Un voyage en avion

molly

Je suis allongée sur notre rocher. Je m'assoupis puis m'éveille. Tu es allongé près de moi, je sens ta présence. Je tends mon bras et pose ma main sur ton torse. Ta peau est fraîche et mouillée. Aux endroits où le soleil l'a déjà séchée le sel la rend rugueuse. Tu frissonnes mais tu n'as pas froid, c'est l'effleurement de mes doigts. Tout à l'heure je me suis déshabillée. J'avais trop chaud et je trouvais cela amusant de me mettre toute nue ici. J'ai gardé mes socquettes blanches et mes tennis violettes. Dans le ciel un avion passe, haut très haut. Je vois la vapeur d'eau qu'il laisse derrière lui. Une trainée blanche sur du bleu.
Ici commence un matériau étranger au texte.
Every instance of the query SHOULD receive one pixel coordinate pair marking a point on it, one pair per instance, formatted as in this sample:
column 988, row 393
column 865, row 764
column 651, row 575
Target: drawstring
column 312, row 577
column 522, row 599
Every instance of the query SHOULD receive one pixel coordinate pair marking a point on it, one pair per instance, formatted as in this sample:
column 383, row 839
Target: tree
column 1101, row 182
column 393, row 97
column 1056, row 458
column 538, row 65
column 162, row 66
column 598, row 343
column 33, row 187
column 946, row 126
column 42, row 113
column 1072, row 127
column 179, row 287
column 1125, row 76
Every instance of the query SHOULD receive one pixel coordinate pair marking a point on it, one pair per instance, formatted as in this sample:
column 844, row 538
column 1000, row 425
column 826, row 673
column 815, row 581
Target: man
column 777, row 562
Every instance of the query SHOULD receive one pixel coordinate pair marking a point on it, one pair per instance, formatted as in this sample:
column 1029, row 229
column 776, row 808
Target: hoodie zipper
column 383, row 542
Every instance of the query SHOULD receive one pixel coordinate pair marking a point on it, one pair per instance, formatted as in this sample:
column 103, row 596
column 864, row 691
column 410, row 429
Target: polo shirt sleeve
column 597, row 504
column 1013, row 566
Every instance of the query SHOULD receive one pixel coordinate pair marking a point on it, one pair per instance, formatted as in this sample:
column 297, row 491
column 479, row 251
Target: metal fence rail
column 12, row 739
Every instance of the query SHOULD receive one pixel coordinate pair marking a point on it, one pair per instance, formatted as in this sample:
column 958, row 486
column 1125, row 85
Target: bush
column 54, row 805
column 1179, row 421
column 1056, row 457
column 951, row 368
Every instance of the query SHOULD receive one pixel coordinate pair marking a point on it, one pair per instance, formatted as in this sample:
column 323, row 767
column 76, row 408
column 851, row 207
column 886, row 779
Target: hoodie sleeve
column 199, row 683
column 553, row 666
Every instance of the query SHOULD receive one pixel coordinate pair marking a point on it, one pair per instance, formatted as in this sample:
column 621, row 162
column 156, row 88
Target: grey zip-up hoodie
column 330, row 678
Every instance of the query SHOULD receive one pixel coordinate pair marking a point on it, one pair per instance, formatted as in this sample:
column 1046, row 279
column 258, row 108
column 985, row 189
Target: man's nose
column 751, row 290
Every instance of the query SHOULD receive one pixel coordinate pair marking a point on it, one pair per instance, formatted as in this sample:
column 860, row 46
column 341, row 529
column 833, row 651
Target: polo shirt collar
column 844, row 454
Je te regarde tu as les yeux fermés mais tu ne dors pas tu respires trop vite pour quelqu'un qui dort peut-être fais-tu semblant ou alors le soleil t'aveugle trop. Je ne suis pas bronzée et ma main blanche toujours posée sur ton torse sec maintenant contraste avec ta peau plus sombre. Ce que je vois ne fait que confirmer ce que je sais car je connais tes lignes par cœur comme un poème que l'on récite. La ligne de tes épaules horizontale de la nuque à la pointe puis celle des bras verticale mais bosselée presque parallèle à celle de tes flancs en pente douce vers le renflement léger de ton ventre et celui plus prononcé de ton sexe et derrière le bas de ton dos vallonné en contrebas des fesses auxquelles je me cramponne quand tu t'abats sur moi. Non tu ne dors pas puisque tu tournes la tête et mets tes yeux dans mes yeux qui te regardent. Ils sont bleus comme le ciel ou plus encore mais nulle trace d'avion pas de trainée de vapeur plutôt un éclair quelque chose de moins volatile de plus orageux et intriguant. Une fois de plus je songe à fuir mais où. J'y songe car je sais que je ne ferai qu'y songer et je vais rester là sur ce rocher te faire face t'affronter. Le ciel est toujours bleu et blanc mais tes yeux s'assombrissent on dirait la marée qui monte et fonce le sable juste avant sec qui s'imbibe d'eau l'absorbe gonfle devient plus lourd. Oui tes yeux sur moi sont plus lourds je les sens qui m'enrobent me recouvrent comme des sables mouvants épousent mes contours et les assimilent. Du sable il y en a pour de vrai il crible mon dos. De l'eau aussi je l'entends en bas qui s'agite et violente la falaise. Il y a du soleil qui me brûle et c'est ton ombre qui me rafraîchit tu me caches le ciel non tu es le ciel au-dessus de moi ou bien la lune qui éclipse le soleil au moment où la morsure des rayons devient insupportable. Te faisant horizon plus que palpable tu éteins et attise à la fois un feu tout autre qui dévaste le bas de mon ventre.

Le ciel est toujours bleu et blanc et dans les avions les passagers aux yeux perçants peuvent peut-être apercevoir mes chaussures violettes qui trépignent.